Reconstitution of a nine-protein system that initiates bacteriophage lambda DNA replication

K Mensa-Wilmot et al. J Biol Chem. .
Free article

Abstract

We have established an in vitro system, composed of highly purified bacteriophage lambda and Escherichia coli proteins, that specifically replicates supercoiled templates bearing the lambda replication origin (ori lambda). The complete system is composed of three groups of proteins: the virus-encoded initiator proteins (the lambda O and P proteins), the E. coli replication fork propagation machinery (single-stranded DNA-binding protein, dnaB helicase, dnaG primase, DNA polymerase III holoenzyme, and DNA gyrase), and two bacterial heat shock proteins (dnaJ and dnaK proteins).

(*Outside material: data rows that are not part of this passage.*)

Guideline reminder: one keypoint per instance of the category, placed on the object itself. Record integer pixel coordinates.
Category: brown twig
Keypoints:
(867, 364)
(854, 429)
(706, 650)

DNA replication in this system is initiated at or near ori lambda and proceeds unidirectionally rightwards through theta-structure intermediates, ultimately yielding a pair of intertwined daughter circles as the final product. In striking contrast to the situation in vivo and in crude in vitro systems, initiation of lambda DNA replication in the purified protein system does not require "transcriptional activation" of the origin region by E. coli RNA polymerase. We conclude that E. coli primase generates the primers for all leading and lagging strand DNA chains synthesized in this reconstituted lambda replication system.